Growing emphasis on lifelong learning is supported by research and evidenced by several current factors. Research has effectively documented the connection between high quality teachers and improved student performance. Research continues to expand the definition of what that means. What makes a quality teacher? For instance, the Teacher Quality Collaborative's "Principles of High Quality Teacher Development" attempts to "…re-establish the role of the teacher as a professional who is central to the teaching/learning process" (Bernard-Powers, et al., p. 2). Bernard-Powers et al. state, "Fundamental…is the idea that adults are learners just as are children, and that everyone learns best when there are ongoing opportunities to develop questions, investigate, reflect, apply and share knowledge in real-life contexts" (p. 4).
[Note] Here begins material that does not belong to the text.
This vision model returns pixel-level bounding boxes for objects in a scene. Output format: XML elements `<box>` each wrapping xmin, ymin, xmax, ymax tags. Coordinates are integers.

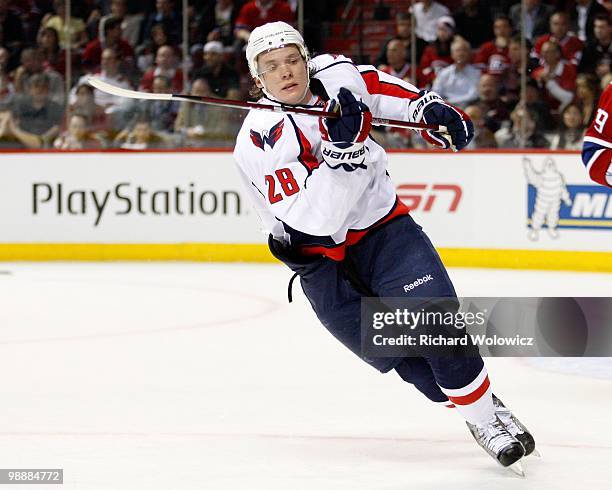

Also, more time and money are being spent on professional development. (For a detailed appendix of selected major state funding programs for teacher professional development, compiled in 1999, see "Selected Major State Funding Programs for Teacher Professional Development".) In addition, an increase in the number of online courses offers teachers flexibility of time and place to pursue learning. (For an in-depth look at the scope of research emerging on this topic, see NCREL's E-Learning Knowledge Base.) Further, district and state learning plans mandate that teachers continue learning. However, despite such support and mandates, there are indications that teachers are not taking full advantage of learning opportunities.

This raises a dilemma: On one hand, few would disagree that the vast majority of teachers are responsible, that they take charge and that they are self-regulated. Most possess those traits inherent to all independent learners. However, perhaps some rethinking of these traditional traits is required, in light of a trend toward expanded communities of learning in which teachers find themselves members. What does it mean to be responsible, to take charge, and to be self-regulated in today's learning environment?

The New Learning Organization

Independent or self-directed learning can be defined as "a process in which individuals take the initiative, with or without the help of others" (Knowles, 1975, p. 11), to diagnose their learning needs, formulate learning goals, identify resources for learning, select and implement learning strategies, and evaluate learning outcomes. Ideally, citizens of a learning community are such individuals.

Before we can fully examine this element of teachers as independent learners, some groundwork must be established about learning. In a 1995 interview, Peter Senge, director of the Center for Organization Learning at MIT's Sloan School of Management, was asked the following question: "Schools are considered to be institutions of learning, but are most of them learning organizations?" He answered, "Definitely not." He also expressed his concern that "there's very little sense of collective learning going on in most schools" (O'Neil, 1995, p. 20). (See "On Schools as Learning Organizations: A Conversation with Peter Senge".)

If the ideal is a school in which collective learning takes place, how do schools move toward this goal, and how does the individual teacher add to this community?